Co-bloggers Arnold Kling and Bryan Caplan have been discussing Kling's "bizarre" macroeconomics.
Kling insists that the current recession (and perhaps all of them,) are due to a great "Recalculation." Sometimes, this amounts to a claim that there is a need to reallocate resources. Labor and other resources need to be shifted from some industries to other industries.
In macroeconomics, the unemployment associated with these sorts of shifts is called "structural unemployment." People are laid off in shrinking industries, and only very gradually find jobs in expanding industries. There can be a similar impact with capital goods, mostly involving a shift of existing capital goods to less valued uses, or even abandoning them as scrap, and only gradually producing new capital goods appropriate to the expanding industries. (The impact of "heterogeneous" capital goods plays a key role in the Austrian theory of the Business Cycle.)
Usually, the process of reallocation of resources is understood as being continuous, and the structural unemployment and losses from capital goods is one of the determinants of the potential output of the economy. For example, the higher institutional unemployment resulting from the sorts of labor market regulation common in Europe is a reason for their lower potential outputs. However, it is not difficult to see that a large shift in the composition of demand would result in larger shifts in resource allocation, higher structural unemployment, and slower growth in the productive capacity of the economy.
For monetary disequilibrium theorists, this would be described as a higher natural unemployment rate, along with slower growth in potential income. It is possible that in an extreme case, the productive capacity of the economy would shrink. However, as the adjustments are made, structural unemployment should fall, and the productive capacity of the economy should rise. Eventually labor will move, workers will be retrained, and new capital goods will be produced.
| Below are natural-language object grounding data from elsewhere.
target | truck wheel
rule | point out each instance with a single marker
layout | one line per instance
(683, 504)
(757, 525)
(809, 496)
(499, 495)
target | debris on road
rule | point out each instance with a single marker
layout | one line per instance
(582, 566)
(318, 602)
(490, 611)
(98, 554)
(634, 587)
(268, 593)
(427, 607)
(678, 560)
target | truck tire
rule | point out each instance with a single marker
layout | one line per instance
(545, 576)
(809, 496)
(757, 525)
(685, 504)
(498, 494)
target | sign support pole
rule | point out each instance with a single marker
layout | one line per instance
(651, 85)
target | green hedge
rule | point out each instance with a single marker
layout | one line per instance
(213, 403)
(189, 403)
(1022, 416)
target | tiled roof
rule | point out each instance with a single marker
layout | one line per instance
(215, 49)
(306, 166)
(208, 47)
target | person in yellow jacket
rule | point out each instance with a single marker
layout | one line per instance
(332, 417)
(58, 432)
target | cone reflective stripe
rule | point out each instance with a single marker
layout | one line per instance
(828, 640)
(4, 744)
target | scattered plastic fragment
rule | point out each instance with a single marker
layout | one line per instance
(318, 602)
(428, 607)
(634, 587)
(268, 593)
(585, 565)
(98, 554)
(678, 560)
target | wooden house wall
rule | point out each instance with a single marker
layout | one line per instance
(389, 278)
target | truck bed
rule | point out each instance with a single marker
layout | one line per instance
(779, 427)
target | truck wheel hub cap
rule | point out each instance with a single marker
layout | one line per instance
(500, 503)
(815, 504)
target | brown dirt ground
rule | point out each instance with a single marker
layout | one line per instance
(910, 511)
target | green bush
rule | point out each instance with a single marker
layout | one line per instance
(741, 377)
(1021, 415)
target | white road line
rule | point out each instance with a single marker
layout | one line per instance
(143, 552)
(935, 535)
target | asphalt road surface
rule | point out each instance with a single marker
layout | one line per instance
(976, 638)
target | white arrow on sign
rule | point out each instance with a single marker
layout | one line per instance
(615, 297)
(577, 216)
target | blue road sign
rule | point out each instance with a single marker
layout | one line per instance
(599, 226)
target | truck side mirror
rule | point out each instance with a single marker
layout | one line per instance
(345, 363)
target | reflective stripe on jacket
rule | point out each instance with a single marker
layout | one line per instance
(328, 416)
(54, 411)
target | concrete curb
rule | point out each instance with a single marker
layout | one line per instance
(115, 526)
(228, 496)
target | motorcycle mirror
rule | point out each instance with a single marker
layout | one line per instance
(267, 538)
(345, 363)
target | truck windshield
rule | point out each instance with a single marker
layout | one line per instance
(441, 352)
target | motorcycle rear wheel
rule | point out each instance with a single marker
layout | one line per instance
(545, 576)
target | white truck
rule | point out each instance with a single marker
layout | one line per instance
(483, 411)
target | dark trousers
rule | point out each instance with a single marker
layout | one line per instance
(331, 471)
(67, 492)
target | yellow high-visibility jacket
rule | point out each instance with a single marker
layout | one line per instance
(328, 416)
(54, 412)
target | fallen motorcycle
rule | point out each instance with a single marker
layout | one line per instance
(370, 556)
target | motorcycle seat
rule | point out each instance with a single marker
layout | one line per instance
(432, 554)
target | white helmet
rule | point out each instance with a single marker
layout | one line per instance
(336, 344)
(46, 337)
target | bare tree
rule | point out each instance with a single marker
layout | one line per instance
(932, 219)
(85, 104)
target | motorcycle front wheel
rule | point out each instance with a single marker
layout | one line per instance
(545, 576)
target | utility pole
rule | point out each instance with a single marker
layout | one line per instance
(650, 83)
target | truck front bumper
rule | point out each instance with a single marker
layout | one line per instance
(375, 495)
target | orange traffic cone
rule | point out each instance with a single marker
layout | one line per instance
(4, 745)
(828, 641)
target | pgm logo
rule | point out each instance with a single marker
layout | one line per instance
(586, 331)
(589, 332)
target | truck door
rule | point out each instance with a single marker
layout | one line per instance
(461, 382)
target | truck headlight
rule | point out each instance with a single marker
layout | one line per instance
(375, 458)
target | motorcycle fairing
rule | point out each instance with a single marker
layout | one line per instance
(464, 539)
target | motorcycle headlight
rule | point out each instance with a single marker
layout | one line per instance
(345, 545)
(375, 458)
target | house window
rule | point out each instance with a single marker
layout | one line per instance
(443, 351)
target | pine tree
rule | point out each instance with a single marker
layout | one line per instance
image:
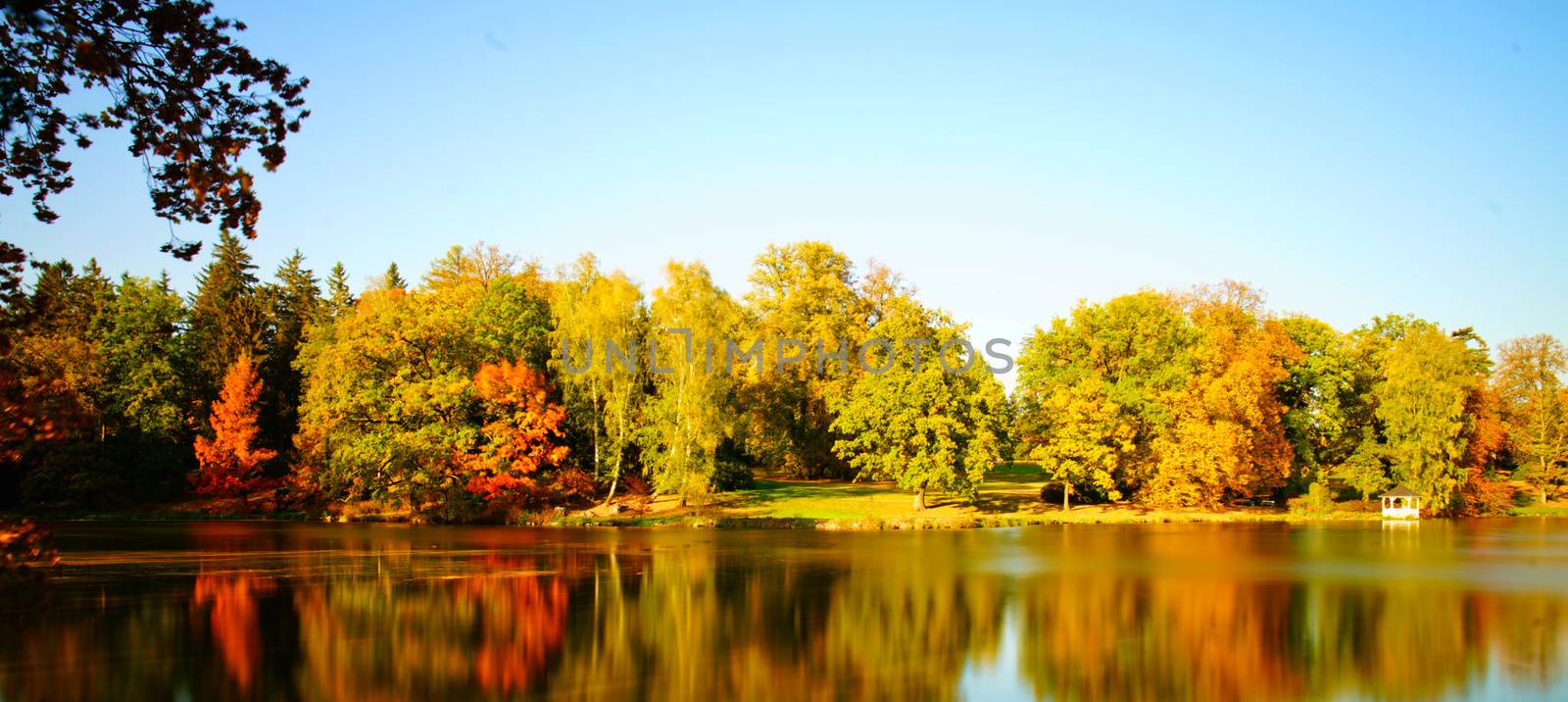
(392, 279)
(295, 304)
(229, 463)
(227, 317)
(339, 298)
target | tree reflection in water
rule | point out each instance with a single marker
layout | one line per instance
(1220, 613)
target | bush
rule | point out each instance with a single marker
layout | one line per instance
(1317, 500)
(1051, 494)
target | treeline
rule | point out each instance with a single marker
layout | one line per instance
(451, 397)
(1203, 397)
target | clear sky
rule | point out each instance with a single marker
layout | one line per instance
(1008, 159)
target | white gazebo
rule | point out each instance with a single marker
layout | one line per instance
(1400, 503)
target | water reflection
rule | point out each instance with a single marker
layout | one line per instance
(1220, 613)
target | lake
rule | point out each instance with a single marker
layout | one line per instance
(267, 610)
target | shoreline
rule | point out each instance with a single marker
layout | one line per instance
(772, 523)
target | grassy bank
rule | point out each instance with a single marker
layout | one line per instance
(1010, 497)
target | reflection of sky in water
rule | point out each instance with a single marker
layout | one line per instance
(1439, 610)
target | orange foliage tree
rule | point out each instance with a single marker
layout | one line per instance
(522, 434)
(229, 463)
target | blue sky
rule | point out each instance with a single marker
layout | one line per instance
(1008, 159)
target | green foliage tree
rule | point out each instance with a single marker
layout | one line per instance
(294, 304)
(339, 298)
(1087, 439)
(1427, 377)
(146, 382)
(919, 424)
(389, 387)
(804, 292)
(1321, 397)
(1228, 434)
(1364, 471)
(692, 414)
(193, 101)
(392, 279)
(1139, 348)
(227, 316)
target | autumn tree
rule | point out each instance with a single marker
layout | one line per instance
(1534, 405)
(692, 416)
(229, 463)
(1228, 434)
(521, 434)
(392, 279)
(1137, 348)
(804, 292)
(389, 385)
(1429, 377)
(1324, 406)
(227, 314)
(193, 101)
(925, 416)
(1086, 442)
(593, 309)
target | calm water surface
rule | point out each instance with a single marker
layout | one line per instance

Monetary disequilibrium theorists, would insist, however, that this process could not possibly result in slower growth in nominal expenditure or nominal income unless it somehow impacts the quantity of money or the demand to hold money. And further, that if any changes in the demand to hold money are accommodated by changes in the quantity of money, then nominal expenditure and nominal incomes would not be impacted by these changes.
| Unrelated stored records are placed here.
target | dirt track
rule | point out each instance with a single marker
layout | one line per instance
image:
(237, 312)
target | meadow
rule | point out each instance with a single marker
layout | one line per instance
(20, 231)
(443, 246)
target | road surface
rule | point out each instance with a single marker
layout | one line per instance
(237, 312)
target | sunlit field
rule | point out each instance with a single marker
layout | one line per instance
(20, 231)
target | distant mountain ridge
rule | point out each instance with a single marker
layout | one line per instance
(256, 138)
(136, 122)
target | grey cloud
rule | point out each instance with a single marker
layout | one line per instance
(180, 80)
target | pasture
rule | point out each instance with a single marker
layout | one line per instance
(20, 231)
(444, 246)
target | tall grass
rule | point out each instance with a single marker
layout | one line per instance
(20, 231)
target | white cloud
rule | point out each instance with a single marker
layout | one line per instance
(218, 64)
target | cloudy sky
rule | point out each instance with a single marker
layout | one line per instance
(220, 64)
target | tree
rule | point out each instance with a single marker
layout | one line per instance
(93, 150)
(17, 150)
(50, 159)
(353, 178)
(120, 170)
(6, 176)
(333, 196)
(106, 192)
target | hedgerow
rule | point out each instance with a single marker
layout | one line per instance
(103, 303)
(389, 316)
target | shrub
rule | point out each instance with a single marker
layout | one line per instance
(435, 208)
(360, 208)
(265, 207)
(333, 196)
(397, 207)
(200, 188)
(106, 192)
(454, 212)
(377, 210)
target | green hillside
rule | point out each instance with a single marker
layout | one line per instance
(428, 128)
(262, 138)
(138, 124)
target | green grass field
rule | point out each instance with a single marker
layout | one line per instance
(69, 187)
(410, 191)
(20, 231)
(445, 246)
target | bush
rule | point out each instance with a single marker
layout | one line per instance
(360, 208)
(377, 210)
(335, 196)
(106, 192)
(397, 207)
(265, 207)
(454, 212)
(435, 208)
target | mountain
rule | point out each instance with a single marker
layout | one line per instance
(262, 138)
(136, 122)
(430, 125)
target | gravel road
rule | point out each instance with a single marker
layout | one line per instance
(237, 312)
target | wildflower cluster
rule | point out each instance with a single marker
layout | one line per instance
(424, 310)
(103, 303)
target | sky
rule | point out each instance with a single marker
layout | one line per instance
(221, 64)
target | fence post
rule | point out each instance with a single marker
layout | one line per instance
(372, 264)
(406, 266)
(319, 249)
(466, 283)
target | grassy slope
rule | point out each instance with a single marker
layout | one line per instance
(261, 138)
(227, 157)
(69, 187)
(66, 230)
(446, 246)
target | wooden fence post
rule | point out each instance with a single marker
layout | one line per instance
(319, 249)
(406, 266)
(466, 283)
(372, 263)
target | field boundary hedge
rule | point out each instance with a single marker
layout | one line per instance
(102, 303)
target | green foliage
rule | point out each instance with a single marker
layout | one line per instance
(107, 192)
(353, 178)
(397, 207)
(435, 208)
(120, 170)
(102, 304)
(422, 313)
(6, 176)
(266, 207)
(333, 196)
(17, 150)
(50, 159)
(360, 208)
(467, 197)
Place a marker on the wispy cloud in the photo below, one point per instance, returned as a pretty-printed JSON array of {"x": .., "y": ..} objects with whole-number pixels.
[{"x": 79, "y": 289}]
Suppose that such a policy exists. Nominal expenditure continues to grow, but the natural unemployment rate rises and productive capacity falls due to a need to redeploy resources. Then the shortages of goods whose demands are growing will result in higher prices for them. Substitution effects may dampen the decrease in the demands for the products of the shrinking industries, slowing the adjustment. The inflation--the higher prices--will also reduce real wages. This will dampen the losses in the shrinking sectors and so, their reductions in output. The lower real wages, as well as the higher nominal prices in the growing sectors will add to the profits there, both providing motivation and internal funding for a more rapid expansion.
As production expands in those sectors, rising supplies will push their prices back down. Any substitution effect that dampened the decrease in demand in the shrinking sectors is reduced. Real wages rise. That is no longer decreasing costs in the shrinking sectors as much. In other words, resources continue to be pushed out of the shrinking sectors. Further, the extra pull towards the growing sectors created by the temporarily higher prices and lower real wages also are smaller. In the end, the price level falls and real output rises, as do real wages. As a first approximation, the price level, real output, and real wages readjust to their previous growth path.
Looking at this scenario, it seems clear that avoiding monetary disequilibrium, and keeping nominal expenditure growing on its long term growth path, is the least bad option when there is a need for a reallocation of resources.